You monitor the progress and achievements of disadvantaged pupils. You ensure that all pupils receive support to meet their needs and review this frequently, adapting it if needed. Evidence from pupils' books and from assessment information shows that current pupils' progress in this group is strong across key stage 1.
• Attendance is a high priority for the school and you have systems in place for monitoring attendance and for tracking those pupils that are not attending school regularly. Evidence provided demonstrates how you and members of the governing body act to improve attendance. You follow up in detail those pupils who are late or persistently absent.
You reward pupils for regular attendance and also hold parents to account where a pupil's attendance is low. Despite this, absence is currently above the national average, as is persistent absence. Next steps for the school Leaders and those responsible for governance should ensure that: ? the proportion of pupils absent and persistently absent from school continues to decrease ? they embed the changes made to the teaching of writing so that a greater proportion of pupils achieve the higher standards at key stage 2.
I am copying this letter to the chair of the governing body, the regional schools commissioner and the director of children's services for Stockport. This letter will be published on the Ofsted website. Yours sincerely Simon Hunter Her Majesty's Inspector Information about the inspection During the inspection, I spoke with pupils, both formally and informally, about their work and school life.
I held meetings with you and I also spoke with senior staff to discuss improvements in their areas of responsibility. Alongside you, I looked at learning in pupils' books. I also spoke to the local authority adviser.

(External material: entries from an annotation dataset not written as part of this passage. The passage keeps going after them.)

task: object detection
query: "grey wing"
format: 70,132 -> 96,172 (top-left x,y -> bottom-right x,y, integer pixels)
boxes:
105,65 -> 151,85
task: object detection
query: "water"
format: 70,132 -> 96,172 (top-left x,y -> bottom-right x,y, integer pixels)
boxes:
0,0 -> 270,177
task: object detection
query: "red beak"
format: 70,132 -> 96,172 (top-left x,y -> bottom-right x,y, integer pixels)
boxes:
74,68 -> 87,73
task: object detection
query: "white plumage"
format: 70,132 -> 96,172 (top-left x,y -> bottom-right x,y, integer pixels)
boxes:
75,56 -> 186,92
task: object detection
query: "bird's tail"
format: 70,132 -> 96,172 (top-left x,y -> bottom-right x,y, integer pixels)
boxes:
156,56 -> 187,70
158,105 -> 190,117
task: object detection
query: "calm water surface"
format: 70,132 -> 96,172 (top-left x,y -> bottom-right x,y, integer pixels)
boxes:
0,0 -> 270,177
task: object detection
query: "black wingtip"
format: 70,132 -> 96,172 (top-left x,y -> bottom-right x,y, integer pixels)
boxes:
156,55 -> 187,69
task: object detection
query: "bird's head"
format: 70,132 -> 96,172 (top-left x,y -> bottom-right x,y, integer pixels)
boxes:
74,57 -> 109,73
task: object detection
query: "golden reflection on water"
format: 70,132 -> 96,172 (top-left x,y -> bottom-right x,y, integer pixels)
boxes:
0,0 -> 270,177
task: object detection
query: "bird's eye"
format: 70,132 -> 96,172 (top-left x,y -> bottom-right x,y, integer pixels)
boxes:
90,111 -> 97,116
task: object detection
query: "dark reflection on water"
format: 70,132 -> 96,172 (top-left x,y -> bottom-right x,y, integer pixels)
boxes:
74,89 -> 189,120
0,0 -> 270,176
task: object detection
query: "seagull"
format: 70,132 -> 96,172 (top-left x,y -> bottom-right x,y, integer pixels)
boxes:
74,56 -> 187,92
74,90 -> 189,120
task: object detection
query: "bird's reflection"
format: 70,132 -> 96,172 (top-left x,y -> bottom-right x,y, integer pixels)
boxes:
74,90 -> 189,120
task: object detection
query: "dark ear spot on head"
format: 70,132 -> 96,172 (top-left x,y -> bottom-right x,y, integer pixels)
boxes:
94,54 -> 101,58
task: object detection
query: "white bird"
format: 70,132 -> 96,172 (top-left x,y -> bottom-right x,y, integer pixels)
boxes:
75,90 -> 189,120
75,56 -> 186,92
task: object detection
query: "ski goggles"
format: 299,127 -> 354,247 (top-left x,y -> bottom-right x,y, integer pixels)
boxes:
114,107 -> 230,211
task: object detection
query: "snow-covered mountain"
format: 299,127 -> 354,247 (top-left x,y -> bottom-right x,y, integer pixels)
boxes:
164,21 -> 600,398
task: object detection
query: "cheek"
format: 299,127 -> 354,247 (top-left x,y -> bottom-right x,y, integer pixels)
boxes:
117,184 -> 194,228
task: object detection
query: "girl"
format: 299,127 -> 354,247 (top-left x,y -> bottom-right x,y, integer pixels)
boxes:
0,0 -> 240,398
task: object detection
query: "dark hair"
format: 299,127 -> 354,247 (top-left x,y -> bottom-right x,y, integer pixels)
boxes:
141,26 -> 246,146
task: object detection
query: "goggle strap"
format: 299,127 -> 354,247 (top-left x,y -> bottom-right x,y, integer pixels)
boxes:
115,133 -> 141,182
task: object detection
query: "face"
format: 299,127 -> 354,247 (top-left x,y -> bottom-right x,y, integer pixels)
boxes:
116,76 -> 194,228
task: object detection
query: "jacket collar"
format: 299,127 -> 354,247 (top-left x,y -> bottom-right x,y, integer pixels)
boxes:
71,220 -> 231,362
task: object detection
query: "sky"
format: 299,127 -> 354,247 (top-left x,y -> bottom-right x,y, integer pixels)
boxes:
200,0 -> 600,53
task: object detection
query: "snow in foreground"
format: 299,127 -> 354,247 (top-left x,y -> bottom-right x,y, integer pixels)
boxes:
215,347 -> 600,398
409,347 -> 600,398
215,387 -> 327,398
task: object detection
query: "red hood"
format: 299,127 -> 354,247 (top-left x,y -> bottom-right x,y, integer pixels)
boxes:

I reviewed documentation, which included your evaluation of the school's strengths and areas for improvement and the school development plan. I spoke with parents at the start of the school day and considered 40 responses to Ofsted's online survey, Parent View. I also considered 63 responses to the school's own pupil questionnaire and 29 responses to the school's staff questionnaire.
I visited classes, together with you, to observe pupils' learning. I met with one governor to discuss aspects of school leadership and management. I reviewed a range of documentation about safeguarding, including the school's record of checks undertaken on newly appointed staff.